I leave the mirror and head back to the kitchen. I check on the cakes and nuts I put to roast. They are both ready. I pull them out of the oven, turn it off, and leave them to cool. I return up the stairs to tidy a few bits in the bedroom.

A knock on the door echo through the house. I tumble down the stairs to open the front door to my friends. They are standing two metres back from it, smiling.

‘I’ll open the garden door,’ I say excited to see them.

I close the door and rush on the other side of the house to open the garden door. I step back, allowing space for my friends to come in. My partner gets out of the house and join us. We all greet each other and for a while I babble too much. We decide on drinks. My partner disappears to make gin and tonics and I carry on chatting with my friends. When my partner emerges with glass filled with the cool cocktail, I step inside to bring the various nibbles I have prepared.

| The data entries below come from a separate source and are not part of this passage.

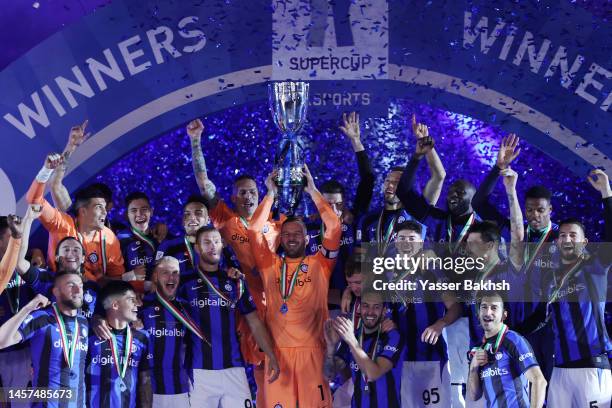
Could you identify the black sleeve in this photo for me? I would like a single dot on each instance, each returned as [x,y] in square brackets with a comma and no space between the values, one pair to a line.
[365,188]
[413,202]
[481,204]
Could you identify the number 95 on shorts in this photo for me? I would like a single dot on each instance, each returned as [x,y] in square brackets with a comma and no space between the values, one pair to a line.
[27,395]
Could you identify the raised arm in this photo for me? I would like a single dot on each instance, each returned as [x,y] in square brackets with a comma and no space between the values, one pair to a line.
[517,230]
[9,331]
[207,188]
[365,188]
[433,188]
[59,193]
[11,255]
[259,247]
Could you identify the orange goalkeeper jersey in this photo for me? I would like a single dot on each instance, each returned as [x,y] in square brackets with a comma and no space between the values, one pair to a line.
[302,324]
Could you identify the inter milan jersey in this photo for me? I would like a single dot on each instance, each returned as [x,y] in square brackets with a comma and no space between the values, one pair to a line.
[49,365]
[577,312]
[384,392]
[414,312]
[137,250]
[167,345]
[503,271]
[347,244]
[501,378]
[215,315]
[41,281]
[105,388]
[16,294]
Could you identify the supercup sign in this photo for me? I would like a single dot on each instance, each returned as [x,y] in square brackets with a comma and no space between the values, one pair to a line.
[541,70]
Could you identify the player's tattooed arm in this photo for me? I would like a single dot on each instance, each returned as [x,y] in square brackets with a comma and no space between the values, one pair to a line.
[59,193]
[433,188]
[9,331]
[207,187]
[145,391]
[517,230]
[538,386]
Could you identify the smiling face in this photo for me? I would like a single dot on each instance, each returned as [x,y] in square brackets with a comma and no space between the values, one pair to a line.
[126,306]
[195,215]
[70,255]
[139,214]
[245,197]
[166,277]
[491,314]
[93,214]
[294,239]
[571,242]
[209,247]
[68,290]
[372,310]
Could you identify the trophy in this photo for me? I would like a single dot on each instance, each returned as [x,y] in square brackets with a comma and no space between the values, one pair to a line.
[288,103]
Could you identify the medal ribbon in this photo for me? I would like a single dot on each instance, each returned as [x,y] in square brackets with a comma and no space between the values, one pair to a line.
[373,355]
[190,252]
[462,234]
[67,348]
[121,368]
[219,292]
[545,234]
[182,317]
[383,241]
[286,292]
[143,237]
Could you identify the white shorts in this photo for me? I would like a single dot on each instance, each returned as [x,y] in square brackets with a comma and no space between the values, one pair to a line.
[344,395]
[16,370]
[424,386]
[580,387]
[172,400]
[228,388]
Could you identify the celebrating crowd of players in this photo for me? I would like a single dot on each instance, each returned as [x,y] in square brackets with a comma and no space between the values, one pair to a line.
[126,316]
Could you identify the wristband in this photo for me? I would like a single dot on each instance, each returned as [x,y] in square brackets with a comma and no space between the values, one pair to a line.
[44,175]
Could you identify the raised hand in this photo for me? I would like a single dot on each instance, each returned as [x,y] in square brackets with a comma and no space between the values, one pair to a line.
[15,223]
[508,151]
[350,126]
[510,176]
[599,180]
[53,161]
[77,136]
[310,186]
[420,130]
[424,146]
[195,129]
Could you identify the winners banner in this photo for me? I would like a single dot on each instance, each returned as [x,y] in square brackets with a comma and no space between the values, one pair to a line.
[137,68]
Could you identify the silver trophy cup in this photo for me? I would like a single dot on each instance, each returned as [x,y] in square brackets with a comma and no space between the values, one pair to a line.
[288,104]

As I sit, my friends disappear one at a time into the kitchen to wash their hands. They tread the carpet with their shoes, something I have never liked, but I say nothing. I am too happy to see them here, in my garden. I feel strangely proud of myself for receiving people that are not my family in my very own garden.

We drink, eat, and chat, our chairs pushed back further than they would have been a year ago. The sun is playing hide and seek with the clouds but it is warm enough not to have to retreat inside. We joke and laugh, sharing stories of lockdown, moments that made us smile and occasionally moments that made us despair, sad, and anxious. They are still happening but we are all adapting, doing okay. In this moment, we can forget about all the things that are not okay. I refill my friends glass, switching gin and tonic for white wine. I disappear into the kitchen for a few minutes, emerging with the chocolate cake on a tray, candles blown by the wind on top of it. I offer to light them again but we all decline, thinking that actually, she wouldn’t be able to blow the candles. We cut slices, pour cream and warm berries over the still warm chocolate, and devour our treat.

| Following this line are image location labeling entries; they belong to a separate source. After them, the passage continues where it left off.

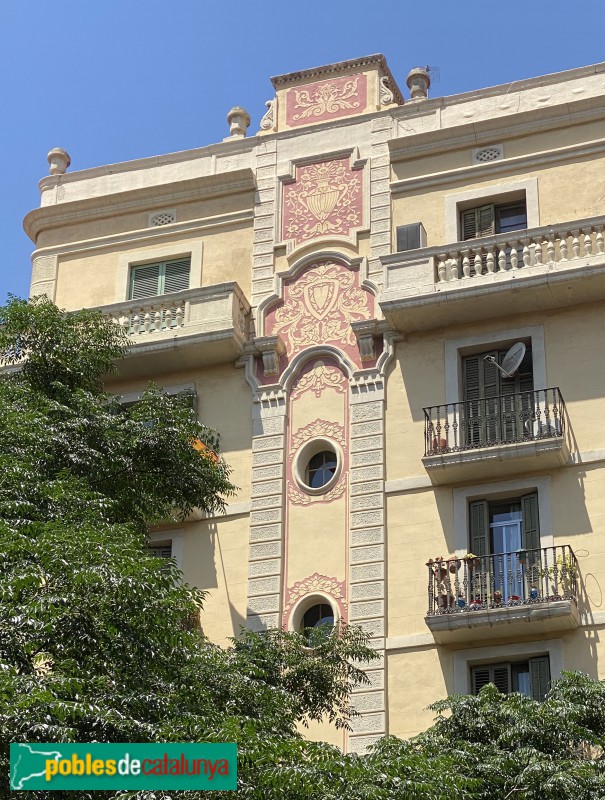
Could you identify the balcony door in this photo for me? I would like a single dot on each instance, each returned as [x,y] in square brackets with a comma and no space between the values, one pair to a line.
[496,409]
[507,534]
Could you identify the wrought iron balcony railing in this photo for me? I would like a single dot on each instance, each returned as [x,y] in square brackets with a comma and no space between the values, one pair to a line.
[503,580]
[492,421]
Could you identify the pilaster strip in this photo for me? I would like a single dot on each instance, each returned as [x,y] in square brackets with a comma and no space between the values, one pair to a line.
[367,591]
[265,559]
[264,221]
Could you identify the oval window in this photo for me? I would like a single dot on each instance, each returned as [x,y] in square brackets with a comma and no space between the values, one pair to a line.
[321,469]
[318,615]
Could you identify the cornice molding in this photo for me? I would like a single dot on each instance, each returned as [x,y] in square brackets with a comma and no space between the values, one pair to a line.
[140,199]
[142,235]
[475,172]
[317,73]
[485,131]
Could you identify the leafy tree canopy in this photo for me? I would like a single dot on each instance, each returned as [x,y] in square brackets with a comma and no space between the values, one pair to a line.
[97,637]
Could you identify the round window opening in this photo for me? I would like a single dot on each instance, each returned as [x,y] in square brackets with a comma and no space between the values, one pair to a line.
[321,469]
[317,466]
[318,615]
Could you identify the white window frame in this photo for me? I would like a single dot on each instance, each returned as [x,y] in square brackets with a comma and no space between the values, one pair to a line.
[165,252]
[181,388]
[172,537]
[455,350]
[496,491]
[497,193]
[465,659]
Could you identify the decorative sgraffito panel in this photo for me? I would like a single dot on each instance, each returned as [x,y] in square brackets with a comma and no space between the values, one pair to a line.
[319,307]
[324,200]
[324,100]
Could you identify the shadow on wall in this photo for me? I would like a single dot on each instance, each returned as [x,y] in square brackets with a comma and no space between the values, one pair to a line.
[210,566]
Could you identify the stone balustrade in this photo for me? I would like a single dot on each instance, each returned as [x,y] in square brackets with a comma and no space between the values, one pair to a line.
[496,258]
[521,249]
[209,309]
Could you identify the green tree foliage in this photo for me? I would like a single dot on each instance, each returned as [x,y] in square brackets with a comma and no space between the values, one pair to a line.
[98,640]
[97,637]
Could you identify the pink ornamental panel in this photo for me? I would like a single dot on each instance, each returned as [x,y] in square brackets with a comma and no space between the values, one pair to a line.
[316,102]
[318,307]
[324,200]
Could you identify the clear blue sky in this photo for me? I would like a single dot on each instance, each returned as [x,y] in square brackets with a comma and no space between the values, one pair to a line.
[113,80]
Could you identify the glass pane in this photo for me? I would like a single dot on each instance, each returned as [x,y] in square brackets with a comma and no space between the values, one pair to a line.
[321,469]
[511,218]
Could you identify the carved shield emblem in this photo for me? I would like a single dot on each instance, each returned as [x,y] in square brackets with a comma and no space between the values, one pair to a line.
[321,297]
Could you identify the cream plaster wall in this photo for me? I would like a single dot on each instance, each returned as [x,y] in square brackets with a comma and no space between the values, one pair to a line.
[215,559]
[566,191]
[416,678]
[223,398]
[121,223]
[90,279]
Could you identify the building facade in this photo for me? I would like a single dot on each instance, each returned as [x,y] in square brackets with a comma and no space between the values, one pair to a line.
[392,312]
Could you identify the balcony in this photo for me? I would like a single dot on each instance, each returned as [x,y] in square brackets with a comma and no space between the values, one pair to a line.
[500,595]
[495,436]
[196,327]
[447,285]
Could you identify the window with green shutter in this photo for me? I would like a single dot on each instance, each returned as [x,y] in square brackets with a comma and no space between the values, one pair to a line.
[504,526]
[162,277]
[531,677]
[489,219]
[496,408]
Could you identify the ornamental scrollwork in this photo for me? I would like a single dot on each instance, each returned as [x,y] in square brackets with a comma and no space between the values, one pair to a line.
[328,98]
[319,378]
[320,307]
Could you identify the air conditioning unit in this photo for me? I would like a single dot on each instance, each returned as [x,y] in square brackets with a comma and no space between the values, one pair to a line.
[410,237]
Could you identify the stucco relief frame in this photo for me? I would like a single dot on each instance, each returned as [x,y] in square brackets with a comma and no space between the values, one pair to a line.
[286,174]
[353,264]
[161,252]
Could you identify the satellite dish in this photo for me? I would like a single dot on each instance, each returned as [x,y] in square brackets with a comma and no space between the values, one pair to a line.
[511,361]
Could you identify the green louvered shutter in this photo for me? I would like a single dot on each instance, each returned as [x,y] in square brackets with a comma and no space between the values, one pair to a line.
[476,222]
[498,674]
[539,676]
[161,551]
[501,677]
[530,521]
[479,527]
[480,678]
[145,281]
[481,385]
[176,275]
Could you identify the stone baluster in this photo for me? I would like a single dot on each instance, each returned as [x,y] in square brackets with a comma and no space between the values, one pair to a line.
[563,247]
[490,260]
[442,269]
[550,249]
[514,258]
[454,269]
[466,264]
[538,250]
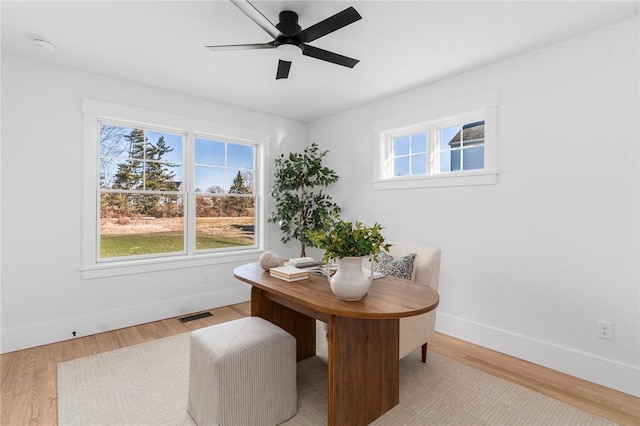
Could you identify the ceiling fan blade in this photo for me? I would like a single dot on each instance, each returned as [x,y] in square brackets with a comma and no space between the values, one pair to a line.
[257,17]
[283,69]
[220,47]
[325,55]
[329,25]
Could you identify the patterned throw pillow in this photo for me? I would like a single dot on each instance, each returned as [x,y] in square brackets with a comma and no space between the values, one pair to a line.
[400,267]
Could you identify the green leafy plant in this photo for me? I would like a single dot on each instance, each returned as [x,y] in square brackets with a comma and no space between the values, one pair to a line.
[348,239]
[300,203]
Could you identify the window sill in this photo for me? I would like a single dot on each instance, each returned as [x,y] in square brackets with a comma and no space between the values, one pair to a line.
[117,268]
[444,180]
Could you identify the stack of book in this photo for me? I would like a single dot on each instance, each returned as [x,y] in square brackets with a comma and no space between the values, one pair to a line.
[289,273]
[302,262]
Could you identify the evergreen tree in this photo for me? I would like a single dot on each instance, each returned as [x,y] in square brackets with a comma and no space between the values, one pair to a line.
[144,171]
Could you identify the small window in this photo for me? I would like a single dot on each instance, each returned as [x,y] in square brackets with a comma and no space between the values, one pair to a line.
[447,148]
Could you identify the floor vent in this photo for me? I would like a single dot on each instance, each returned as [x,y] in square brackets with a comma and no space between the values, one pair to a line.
[195,316]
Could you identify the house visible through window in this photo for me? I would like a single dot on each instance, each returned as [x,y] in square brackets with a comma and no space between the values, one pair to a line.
[164,192]
[449,148]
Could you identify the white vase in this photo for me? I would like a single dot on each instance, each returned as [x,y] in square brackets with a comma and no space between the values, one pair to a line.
[349,282]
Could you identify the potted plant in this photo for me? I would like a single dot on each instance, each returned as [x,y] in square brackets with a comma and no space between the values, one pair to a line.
[300,203]
[348,243]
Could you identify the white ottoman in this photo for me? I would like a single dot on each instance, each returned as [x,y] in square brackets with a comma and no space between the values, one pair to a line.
[242,373]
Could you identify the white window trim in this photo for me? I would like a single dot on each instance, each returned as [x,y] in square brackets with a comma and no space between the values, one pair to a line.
[93,111]
[483,103]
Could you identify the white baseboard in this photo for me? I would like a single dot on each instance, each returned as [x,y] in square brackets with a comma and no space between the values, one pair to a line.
[606,372]
[13,339]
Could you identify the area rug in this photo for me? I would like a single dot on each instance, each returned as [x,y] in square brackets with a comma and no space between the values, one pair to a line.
[147,384]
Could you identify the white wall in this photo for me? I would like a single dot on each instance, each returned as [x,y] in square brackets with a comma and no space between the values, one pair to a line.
[44,297]
[530,264]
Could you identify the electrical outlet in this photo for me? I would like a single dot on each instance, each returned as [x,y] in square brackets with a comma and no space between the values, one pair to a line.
[605,330]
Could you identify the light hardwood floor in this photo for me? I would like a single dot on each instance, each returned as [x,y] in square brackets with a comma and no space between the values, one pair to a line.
[29,377]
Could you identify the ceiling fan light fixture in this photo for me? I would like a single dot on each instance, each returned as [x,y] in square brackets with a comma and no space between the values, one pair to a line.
[288,52]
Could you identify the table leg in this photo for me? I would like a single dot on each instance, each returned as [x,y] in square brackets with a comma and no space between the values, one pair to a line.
[364,373]
[300,326]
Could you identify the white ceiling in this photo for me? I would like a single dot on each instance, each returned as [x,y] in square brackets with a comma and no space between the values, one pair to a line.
[401,45]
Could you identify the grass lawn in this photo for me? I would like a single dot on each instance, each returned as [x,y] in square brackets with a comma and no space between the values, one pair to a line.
[161,242]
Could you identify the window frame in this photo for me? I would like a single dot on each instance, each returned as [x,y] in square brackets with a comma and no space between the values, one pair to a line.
[95,111]
[389,128]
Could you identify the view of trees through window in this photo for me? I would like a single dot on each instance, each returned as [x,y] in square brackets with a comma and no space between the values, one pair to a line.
[144,195]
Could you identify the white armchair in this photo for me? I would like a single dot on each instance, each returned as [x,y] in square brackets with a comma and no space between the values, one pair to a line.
[418,330]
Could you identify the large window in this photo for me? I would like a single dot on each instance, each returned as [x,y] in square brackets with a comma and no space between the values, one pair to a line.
[166,194]
[438,152]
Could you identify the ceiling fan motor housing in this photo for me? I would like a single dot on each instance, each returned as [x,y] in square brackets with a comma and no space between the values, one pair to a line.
[288,24]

It is the first birthday cake I have baked during lockdown that the beneficiary has been able to enjoy. I cast a side glance at my friend whose birthday it was a few days ago. She seems to be enjoying herself. I miss spending time with her, moaning about work, watching films with her and her husband, discussing the films and digressing into philosophy and life’s big questions. But right here, right now, I forget about all those things I have missed. My friends are here.

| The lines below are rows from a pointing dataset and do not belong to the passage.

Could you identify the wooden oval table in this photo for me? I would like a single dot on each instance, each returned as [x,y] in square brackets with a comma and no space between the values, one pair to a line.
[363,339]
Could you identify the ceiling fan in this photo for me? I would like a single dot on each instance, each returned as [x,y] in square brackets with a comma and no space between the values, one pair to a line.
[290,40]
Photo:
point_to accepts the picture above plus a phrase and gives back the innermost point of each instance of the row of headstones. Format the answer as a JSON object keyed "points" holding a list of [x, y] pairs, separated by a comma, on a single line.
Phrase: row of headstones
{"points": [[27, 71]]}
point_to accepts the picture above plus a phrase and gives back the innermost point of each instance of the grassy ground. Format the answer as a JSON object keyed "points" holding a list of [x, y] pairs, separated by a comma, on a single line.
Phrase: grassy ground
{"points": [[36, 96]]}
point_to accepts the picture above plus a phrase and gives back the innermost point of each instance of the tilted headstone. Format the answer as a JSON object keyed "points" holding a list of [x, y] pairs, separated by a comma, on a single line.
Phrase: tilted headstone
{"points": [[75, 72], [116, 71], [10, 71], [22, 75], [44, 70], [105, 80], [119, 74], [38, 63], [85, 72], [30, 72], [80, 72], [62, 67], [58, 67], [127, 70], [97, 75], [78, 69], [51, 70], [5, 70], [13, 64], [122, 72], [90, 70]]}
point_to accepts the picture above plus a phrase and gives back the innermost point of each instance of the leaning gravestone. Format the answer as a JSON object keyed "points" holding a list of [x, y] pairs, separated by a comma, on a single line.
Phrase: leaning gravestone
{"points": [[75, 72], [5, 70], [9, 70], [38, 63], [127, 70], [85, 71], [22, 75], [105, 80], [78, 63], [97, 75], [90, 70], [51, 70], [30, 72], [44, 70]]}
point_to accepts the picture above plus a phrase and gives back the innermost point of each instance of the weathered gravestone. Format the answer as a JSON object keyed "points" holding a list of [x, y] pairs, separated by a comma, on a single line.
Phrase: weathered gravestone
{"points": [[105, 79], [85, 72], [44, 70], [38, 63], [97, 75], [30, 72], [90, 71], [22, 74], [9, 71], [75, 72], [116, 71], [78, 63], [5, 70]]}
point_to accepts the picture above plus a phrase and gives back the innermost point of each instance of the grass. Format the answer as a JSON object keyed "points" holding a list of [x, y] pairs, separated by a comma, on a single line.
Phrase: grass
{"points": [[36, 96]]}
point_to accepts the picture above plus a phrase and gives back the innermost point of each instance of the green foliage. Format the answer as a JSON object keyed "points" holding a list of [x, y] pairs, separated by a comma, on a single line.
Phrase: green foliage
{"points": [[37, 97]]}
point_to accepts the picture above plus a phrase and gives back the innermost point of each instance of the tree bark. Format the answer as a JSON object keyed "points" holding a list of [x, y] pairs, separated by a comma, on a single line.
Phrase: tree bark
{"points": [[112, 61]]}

The air is cooling quickly. I can see my friend pulling her cardigan closer to her body. My own skin feels cold, the hair on my legs raised to keep me warm. It doesn’t work. We say our goodbyes, my friend have a tajine on the go at home they need to eat. I close the garden door behind them. A few feet from me, empty glasses lay on the garden table. Patterns of cream and chocolate crumbs decorate the plates, forks resting by their side. The cake is half eaten, the bottle of wine almost empty. I smile and slowly carry each item back to the kitchen, my body relishing the warmth of the house. I pour myself one last glass of wine and settle on the sofa, the garden table in my line of sight.